A milestone in scientific cooperation between the United States and the European Commission (EC) will boost the growing field of materials research at the nanoscale. The National Science Foundation (NSF) and the EC have expanded a program of workshops and funding of mutual research goals in materials science, to include nanotechnology.
"The creation and modification of materials at the nanoscale, once the stuff of science fiction, will be a critical factor in shaping future technologies," Lance Haworth, executive officer of NSF's Materials Research Division, said in announcing the collaboration. "Because of the emerging nature of the field, the benefits from international collaboration could be significant."

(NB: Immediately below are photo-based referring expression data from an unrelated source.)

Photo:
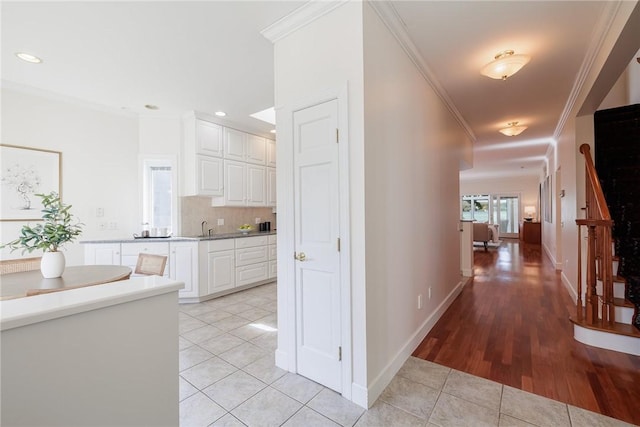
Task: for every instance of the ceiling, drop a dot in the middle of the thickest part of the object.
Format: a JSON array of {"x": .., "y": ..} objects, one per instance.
[{"x": 209, "y": 56}]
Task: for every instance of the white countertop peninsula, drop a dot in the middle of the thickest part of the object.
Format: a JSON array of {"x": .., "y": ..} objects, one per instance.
[{"x": 99, "y": 355}]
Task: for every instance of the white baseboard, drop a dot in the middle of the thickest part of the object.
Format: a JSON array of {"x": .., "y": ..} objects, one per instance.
[
  {"x": 609, "y": 341},
  {"x": 378, "y": 385}
]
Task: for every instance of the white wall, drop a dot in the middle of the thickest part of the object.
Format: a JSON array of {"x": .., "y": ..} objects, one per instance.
[
  {"x": 412, "y": 148},
  {"x": 404, "y": 157},
  {"x": 99, "y": 161}
]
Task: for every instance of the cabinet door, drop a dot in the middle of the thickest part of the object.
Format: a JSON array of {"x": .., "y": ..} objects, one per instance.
[
  {"x": 252, "y": 273},
  {"x": 271, "y": 186},
  {"x": 271, "y": 153},
  {"x": 221, "y": 271},
  {"x": 234, "y": 144},
  {"x": 253, "y": 255},
  {"x": 256, "y": 185},
  {"x": 208, "y": 138},
  {"x": 210, "y": 176},
  {"x": 183, "y": 267},
  {"x": 235, "y": 186},
  {"x": 102, "y": 254},
  {"x": 256, "y": 150}
]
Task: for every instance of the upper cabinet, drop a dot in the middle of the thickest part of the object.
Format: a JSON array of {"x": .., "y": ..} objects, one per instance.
[
  {"x": 235, "y": 167},
  {"x": 235, "y": 145},
  {"x": 271, "y": 152}
]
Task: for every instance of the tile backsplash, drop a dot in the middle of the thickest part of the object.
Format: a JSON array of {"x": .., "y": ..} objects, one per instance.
[{"x": 195, "y": 209}]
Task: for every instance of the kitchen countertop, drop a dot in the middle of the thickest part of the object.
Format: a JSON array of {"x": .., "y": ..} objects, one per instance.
[{"x": 215, "y": 236}]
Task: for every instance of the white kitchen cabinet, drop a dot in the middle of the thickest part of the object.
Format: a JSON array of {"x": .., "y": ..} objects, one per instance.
[
  {"x": 235, "y": 185},
  {"x": 256, "y": 185},
  {"x": 183, "y": 267},
  {"x": 271, "y": 187},
  {"x": 102, "y": 254},
  {"x": 202, "y": 167},
  {"x": 218, "y": 274},
  {"x": 256, "y": 150},
  {"x": 235, "y": 144},
  {"x": 208, "y": 138},
  {"x": 210, "y": 176},
  {"x": 271, "y": 152},
  {"x": 221, "y": 271}
]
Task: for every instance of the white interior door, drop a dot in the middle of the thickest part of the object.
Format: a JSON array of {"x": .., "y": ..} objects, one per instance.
[{"x": 318, "y": 321}]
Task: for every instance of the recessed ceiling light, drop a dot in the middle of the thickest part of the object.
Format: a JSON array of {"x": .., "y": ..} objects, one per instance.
[
  {"x": 505, "y": 64},
  {"x": 513, "y": 129},
  {"x": 28, "y": 57}
]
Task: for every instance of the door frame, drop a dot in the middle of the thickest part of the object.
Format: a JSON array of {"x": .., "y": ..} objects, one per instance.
[{"x": 286, "y": 353}]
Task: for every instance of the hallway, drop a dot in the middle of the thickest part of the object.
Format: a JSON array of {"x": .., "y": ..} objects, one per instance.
[{"x": 511, "y": 325}]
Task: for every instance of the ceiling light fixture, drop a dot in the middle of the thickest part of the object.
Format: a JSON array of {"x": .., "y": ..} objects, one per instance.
[
  {"x": 505, "y": 65},
  {"x": 513, "y": 129},
  {"x": 28, "y": 57}
]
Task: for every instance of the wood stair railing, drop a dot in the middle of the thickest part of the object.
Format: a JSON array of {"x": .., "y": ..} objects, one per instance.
[{"x": 599, "y": 309}]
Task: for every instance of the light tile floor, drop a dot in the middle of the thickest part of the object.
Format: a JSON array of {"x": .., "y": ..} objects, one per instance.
[{"x": 228, "y": 378}]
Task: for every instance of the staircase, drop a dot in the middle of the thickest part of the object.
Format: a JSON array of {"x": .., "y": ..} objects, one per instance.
[{"x": 606, "y": 317}]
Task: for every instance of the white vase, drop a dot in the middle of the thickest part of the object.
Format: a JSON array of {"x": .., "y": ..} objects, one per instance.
[{"x": 52, "y": 264}]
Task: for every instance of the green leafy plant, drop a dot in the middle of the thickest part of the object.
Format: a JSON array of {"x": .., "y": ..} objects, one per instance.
[{"x": 59, "y": 227}]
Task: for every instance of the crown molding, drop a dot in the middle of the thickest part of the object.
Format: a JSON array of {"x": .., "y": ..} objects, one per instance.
[
  {"x": 600, "y": 34},
  {"x": 390, "y": 17},
  {"x": 299, "y": 18}
]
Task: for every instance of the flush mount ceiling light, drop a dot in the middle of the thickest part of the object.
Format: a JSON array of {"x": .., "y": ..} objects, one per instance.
[
  {"x": 28, "y": 57},
  {"x": 505, "y": 65},
  {"x": 512, "y": 129}
]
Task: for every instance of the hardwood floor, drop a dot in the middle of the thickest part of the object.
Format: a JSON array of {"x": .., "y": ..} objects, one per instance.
[{"x": 511, "y": 324}]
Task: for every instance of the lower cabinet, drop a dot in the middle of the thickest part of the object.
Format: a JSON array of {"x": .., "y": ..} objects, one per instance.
[
  {"x": 208, "y": 268},
  {"x": 183, "y": 267}
]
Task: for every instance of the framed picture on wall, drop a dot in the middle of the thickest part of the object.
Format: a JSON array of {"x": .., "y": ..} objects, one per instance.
[{"x": 24, "y": 173}]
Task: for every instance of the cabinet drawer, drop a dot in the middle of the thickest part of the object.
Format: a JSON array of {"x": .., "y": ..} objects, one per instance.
[
  {"x": 220, "y": 245},
  {"x": 247, "y": 242},
  {"x": 158, "y": 248},
  {"x": 254, "y": 255},
  {"x": 252, "y": 273}
]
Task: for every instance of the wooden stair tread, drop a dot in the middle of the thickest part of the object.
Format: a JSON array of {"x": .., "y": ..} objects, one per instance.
[{"x": 616, "y": 328}]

Under the cooperative program, research goals will be determined jointly by U.S. and European researchers. NSF grants will support the U.S. side of research teams in areas such as surface structure and thin films, carbon nanotubes and the role of defects in materials. The EC will fund the Europeans' participation.

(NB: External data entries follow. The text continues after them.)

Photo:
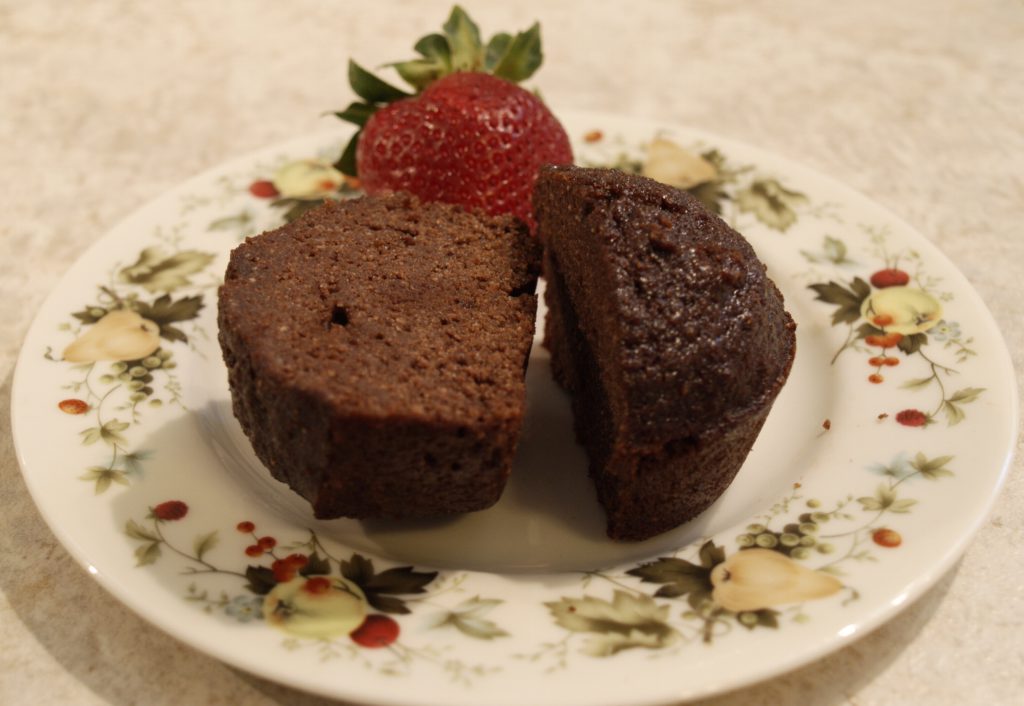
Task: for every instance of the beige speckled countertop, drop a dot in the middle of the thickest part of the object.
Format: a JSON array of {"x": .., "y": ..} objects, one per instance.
[{"x": 103, "y": 106}]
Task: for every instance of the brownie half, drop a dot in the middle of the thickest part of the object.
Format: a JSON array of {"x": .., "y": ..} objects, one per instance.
[
  {"x": 376, "y": 350},
  {"x": 666, "y": 330}
]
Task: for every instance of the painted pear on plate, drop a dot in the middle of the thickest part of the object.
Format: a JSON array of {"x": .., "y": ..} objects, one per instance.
[
  {"x": 671, "y": 164},
  {"x": 120, "y": 335},
  {"x": 753, "y": 579}
]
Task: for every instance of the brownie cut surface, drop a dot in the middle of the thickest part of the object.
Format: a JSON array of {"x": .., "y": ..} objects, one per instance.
[
  {"x": 376, "y": 351},
  {"x": 667, "y": 332}
]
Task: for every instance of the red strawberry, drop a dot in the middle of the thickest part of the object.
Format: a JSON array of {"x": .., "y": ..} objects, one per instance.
[
  {"x": 890, "y": 277},
  {"x": 469, "y": 138},
  {"x": 469, "y": 135}
]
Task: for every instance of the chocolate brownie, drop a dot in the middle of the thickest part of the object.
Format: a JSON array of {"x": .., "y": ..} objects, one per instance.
[
  {"x": 666, "y": 330},
  {"x": 376, "y": 350}
]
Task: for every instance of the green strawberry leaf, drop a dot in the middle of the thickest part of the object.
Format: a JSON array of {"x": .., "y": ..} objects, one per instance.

Four joint workshops are planned for 2002, following up on an initial workshop in 2000 to identify opportunities for nanoscale research:
"Nanomanufacturing and Processing," San Juan, Puerto Rico, Jan. 5-7, will explore processes and techniques for design, modeling, tooling and fabrication of devices and materials.

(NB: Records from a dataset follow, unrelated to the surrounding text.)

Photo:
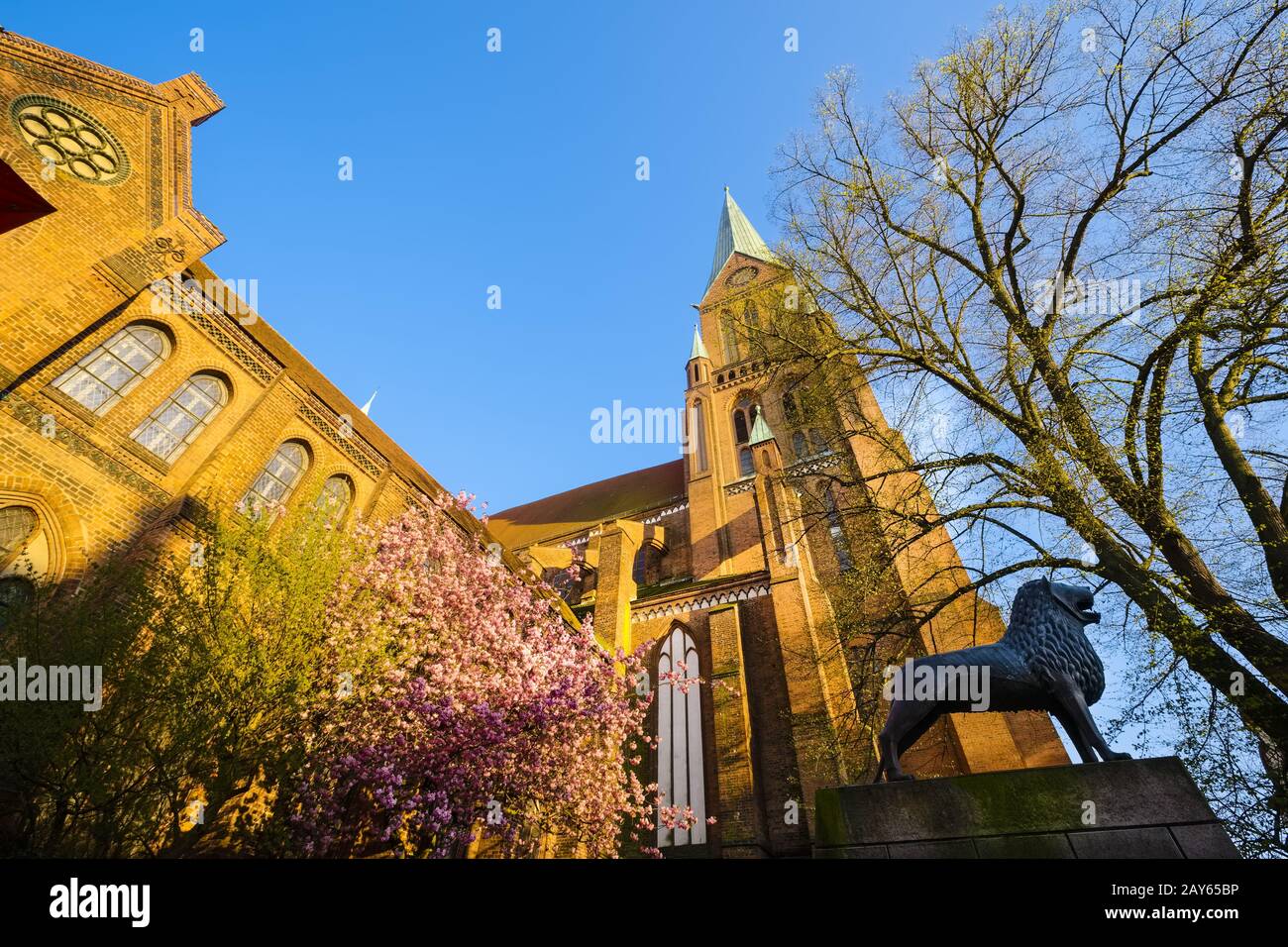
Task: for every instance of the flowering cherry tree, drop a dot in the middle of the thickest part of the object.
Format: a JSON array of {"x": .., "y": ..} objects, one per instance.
[{"x": 465, "y": 707}]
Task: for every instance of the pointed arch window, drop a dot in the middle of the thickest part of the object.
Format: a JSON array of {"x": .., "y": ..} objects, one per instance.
[
  {"x": 20, "y": 530},
  {"x": 836, "y": 527},
  {"x": 278, "y": 478},
  {"x": 799, "y": 447},
  {"x": 730, "y": 338},
  {"x": 17, "y": 526},
  {"x": 790, "y": 410},
  {"x": 679, "y": 740},
  {"x": 112, "y": 369},
  {"x": 698, "y": 434},
  {"x": 739, "y": 425},
  {"x": 179, "y": 419},
  {"x": 336, "y": 497}
]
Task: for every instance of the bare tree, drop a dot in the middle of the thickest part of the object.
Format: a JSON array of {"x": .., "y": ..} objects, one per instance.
[{"x": 1065, "y": 241}]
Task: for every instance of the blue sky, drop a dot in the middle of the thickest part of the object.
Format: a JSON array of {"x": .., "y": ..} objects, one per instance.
[{"x": 475, "y": 169}]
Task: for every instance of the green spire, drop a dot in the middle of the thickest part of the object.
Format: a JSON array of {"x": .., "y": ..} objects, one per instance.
[
  {"x": 760, "y": 431},
  {"x": 698, "y": 350},
  {"x": 735, "y": 235}
]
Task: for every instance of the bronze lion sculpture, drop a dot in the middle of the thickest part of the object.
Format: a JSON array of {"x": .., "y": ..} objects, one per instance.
[{"x": 1042, "y": 663}]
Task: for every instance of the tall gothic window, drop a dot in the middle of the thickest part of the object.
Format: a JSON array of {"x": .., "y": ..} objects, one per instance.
[
  {"x": 112, "y": 369},
  {"x": 836, "y": 527},
  {"x": 698, "y": 436},
  {"x": 790, "y": 411},
  {"x": 730, "y": 338},
  {"x": 336, "y": 497},
  {"x": 179, "y": 419},
  {"x": 278, "y": 478},
  {"x": 739, "y": 425},
  {"x": 18, "y": 528},
  {"x": 679, "y": 740}
]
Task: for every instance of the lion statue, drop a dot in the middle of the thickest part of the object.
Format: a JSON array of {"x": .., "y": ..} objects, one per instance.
[{"x": 1042, "y": 663}]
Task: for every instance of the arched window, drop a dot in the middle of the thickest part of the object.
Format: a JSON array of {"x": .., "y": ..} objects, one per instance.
[
  {"x": 730, "y": 337},
  {"x": 178, "y": 420},
  {"x": 17, "y": 526},
  {"x": 114, "y": 368},
  {"x": 698, "y": 436},
  {"x": 799, "y": 447},
  {"x": 20, "y": 526},
  {"x": 790, "y": 411},
  {"x": 739, "y": 425},
  {"x": 679, "y": 740},
  {"x": 335, "y": 497},
  {"x": 836, "y": 527},
  {"x": 278, "y": 478}
]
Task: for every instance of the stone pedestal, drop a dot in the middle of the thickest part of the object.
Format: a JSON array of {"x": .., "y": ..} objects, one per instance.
[{"x": 1124, "y": 809}]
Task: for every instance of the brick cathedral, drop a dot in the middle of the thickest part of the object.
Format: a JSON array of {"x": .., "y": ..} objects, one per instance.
[{"x": 128, "y": 389}]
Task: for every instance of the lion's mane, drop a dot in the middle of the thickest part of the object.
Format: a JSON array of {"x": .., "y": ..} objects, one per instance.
[{"x": 1051, "y": 641}]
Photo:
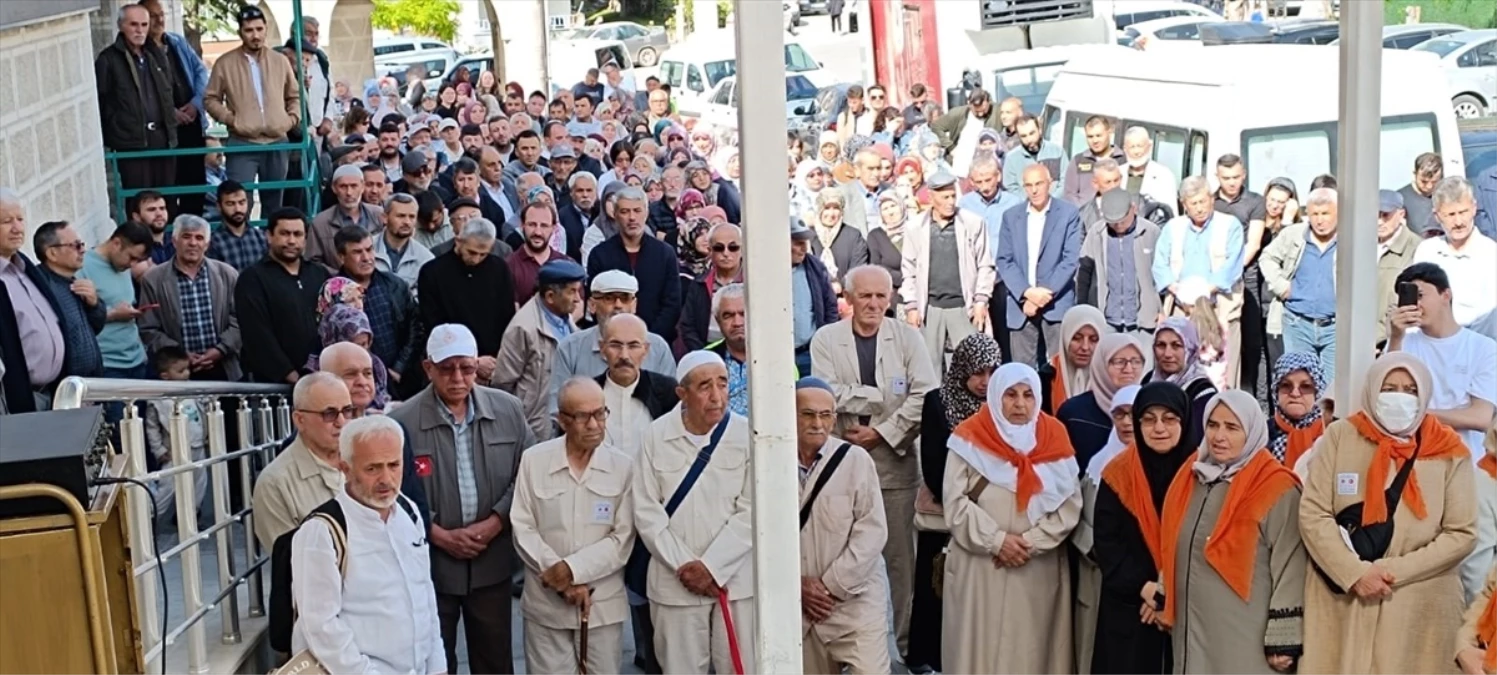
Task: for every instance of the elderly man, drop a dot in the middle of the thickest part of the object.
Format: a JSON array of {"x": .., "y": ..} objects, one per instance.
[
  {"x": 193, "y": 298},
  {"x": 650, "y": 261},
  {"x": 306, "y": 473},
  {"x": 377, "y": 614},
  {"x": 708, "y": 550},
  {"x": 530, "y": 341},
  {"x": 578, "y": 488},
  {"x": 467, "y": 446},
  {"x": 472, "y": 288},
  {"x": 580, "y": 355},
  {"x": 842, "y": 533},
  {"x": 946, "y": 271},
  {"x": 880, "y": 371}
]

"Nanotechnology--Revolutionary Opportunities and Societal Implications," Lecce, Italy, Jan. 31-Feb. 1, will highlight U.S. and European "roadmaps" for nanotechnology and impacts of the field for society and various industries.
"Instrumentation and Tools for Nanotechnology," Grenoble, France, June 12-14, will examine tools, instruments and devices needed for nanoscale manufacturing.
"Nanostructured Materials," Boston, Mass., Dec. 5-6, will review developments in metals, polymers, ceramics and other advanced materials.
The collaborative research awards and joint workshops are being carried out under an agreement signed in December 1999 to cooperate in materials research and education. That agreement, an implementing arrangement under the U.S.-EC Science and Technology Agreement of 1998, establishes the framework for collaboration in areas such as the understanding of fundamental materials phenomena, materials synthesis and characterization, and the properties, processing and fabrication of advanced materials.
International cooperation in materials research and nanotechnology helps advance NSF's goals to facilitate U.S. access to worldwide research, optimize U.S. investments in the global environment, foster the development of an internationally competitive work force and carry out the National Nanotechnology Initiative. In Europe, the cooperation furthers an EC program on competitive and sustainable growth.
NSF's Directorate for Mathematical and Physical Sciences, Directorate for Engineering and Division of International Programs will participate in the nanotechnology collaboration with Europe.